En el Estado aconfesional (por consiguiente, también en un ayuntamiento aconfesional) las creencias y las instituciones religiosas pertenecen al ámbito de lo privado, dentro de la libertad religiosa y de culto, y han de ser siempre acordes con las leyes supremas de la nación. Precisamente por ello, las instituciones del Estado, al pertenecer y tener que servir a todos los ciudadanos por igual, han de ser respetuosas con todas las ideas, así como también autónomas e independientes de todas ellas. Los actos y celebraciones de Estado (festividades, funerales, tomas de posesión, etc.) no deberían estar asociados a ningún rito o acto confesional, y los representantes del Estado deberían poner sumo cuidado en mostrar y demostrar el carácter aconfesional de sus cargos y sus actos.

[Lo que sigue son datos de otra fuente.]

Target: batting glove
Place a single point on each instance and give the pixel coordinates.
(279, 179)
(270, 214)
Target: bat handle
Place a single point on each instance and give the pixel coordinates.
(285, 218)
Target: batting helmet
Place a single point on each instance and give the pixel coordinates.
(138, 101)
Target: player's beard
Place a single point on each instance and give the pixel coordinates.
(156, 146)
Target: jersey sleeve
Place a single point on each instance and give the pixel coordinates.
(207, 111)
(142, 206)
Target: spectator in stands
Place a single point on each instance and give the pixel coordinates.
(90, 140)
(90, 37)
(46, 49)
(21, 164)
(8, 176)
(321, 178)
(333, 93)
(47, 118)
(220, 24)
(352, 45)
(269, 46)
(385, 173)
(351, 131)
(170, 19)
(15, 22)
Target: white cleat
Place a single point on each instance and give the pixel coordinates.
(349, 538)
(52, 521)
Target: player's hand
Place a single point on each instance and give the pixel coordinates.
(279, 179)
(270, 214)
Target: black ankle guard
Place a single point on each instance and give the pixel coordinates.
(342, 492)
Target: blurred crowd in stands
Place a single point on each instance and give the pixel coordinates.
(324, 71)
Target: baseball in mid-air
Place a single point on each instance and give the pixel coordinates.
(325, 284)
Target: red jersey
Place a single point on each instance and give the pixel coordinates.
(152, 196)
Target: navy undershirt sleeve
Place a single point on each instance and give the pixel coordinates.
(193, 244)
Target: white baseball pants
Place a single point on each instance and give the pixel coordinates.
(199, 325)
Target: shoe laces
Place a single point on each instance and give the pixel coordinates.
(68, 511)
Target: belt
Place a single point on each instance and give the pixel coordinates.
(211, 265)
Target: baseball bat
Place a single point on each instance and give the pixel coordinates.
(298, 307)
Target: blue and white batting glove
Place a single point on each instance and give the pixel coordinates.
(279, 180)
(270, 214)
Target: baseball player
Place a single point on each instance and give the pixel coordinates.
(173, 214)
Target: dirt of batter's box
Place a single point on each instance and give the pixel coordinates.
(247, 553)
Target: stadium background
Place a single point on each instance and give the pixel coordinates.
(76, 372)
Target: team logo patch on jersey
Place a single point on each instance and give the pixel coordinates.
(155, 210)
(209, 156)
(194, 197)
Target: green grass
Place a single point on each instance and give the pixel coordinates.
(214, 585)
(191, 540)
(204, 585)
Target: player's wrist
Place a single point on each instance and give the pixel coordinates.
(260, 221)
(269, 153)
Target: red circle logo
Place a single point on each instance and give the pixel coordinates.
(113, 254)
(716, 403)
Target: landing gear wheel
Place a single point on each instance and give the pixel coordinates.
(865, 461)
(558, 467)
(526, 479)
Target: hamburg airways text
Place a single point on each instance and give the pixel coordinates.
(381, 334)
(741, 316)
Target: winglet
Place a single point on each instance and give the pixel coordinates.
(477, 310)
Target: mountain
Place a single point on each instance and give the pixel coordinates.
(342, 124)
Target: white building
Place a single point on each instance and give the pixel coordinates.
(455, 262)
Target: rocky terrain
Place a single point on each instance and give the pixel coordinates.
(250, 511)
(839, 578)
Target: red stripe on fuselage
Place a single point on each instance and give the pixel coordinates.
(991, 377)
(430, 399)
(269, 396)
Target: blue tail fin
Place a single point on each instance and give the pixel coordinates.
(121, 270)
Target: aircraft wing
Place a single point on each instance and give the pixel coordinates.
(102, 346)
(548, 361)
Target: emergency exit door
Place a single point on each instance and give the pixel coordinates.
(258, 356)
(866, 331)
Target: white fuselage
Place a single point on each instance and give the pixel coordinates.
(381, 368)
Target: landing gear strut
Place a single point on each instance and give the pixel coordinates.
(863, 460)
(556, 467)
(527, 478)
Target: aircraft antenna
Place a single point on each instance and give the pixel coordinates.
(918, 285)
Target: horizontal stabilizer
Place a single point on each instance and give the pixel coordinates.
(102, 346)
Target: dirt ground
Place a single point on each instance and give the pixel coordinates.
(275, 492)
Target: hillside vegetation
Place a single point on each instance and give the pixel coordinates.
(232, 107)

A veces nos puede el ansia y adolecemos de baldía impaciencia. Cortos de vista entonces, dejamos que nos invada el desaliento al observar que nuestras expectativas parecen demorarse en demasía. Aceptamos con normalidad que determinados hechos se remontan a millones o miles de años y conocemos que muchos de los cambios acontecidos en la historia fueron abriéndose paso lentamente en el tiempo. Sin embargo, parece que queremos de forma inmediata y sin dilaciones el asentamiento en el mundo y en la historia del ser humano libre, responsable, dueño de sí mismo, liberado de supersticiones y de dogmas, consciente de su auténtica naturaleza y sus capacidades reales, dotado de un criterio personal, fundado y crítico. El paso, aparentemente insignificante, dado ayer en el ayuntamiento en relación con la aconfesionalidad del cementerio municipal va encaminado hacia esa misma dirección.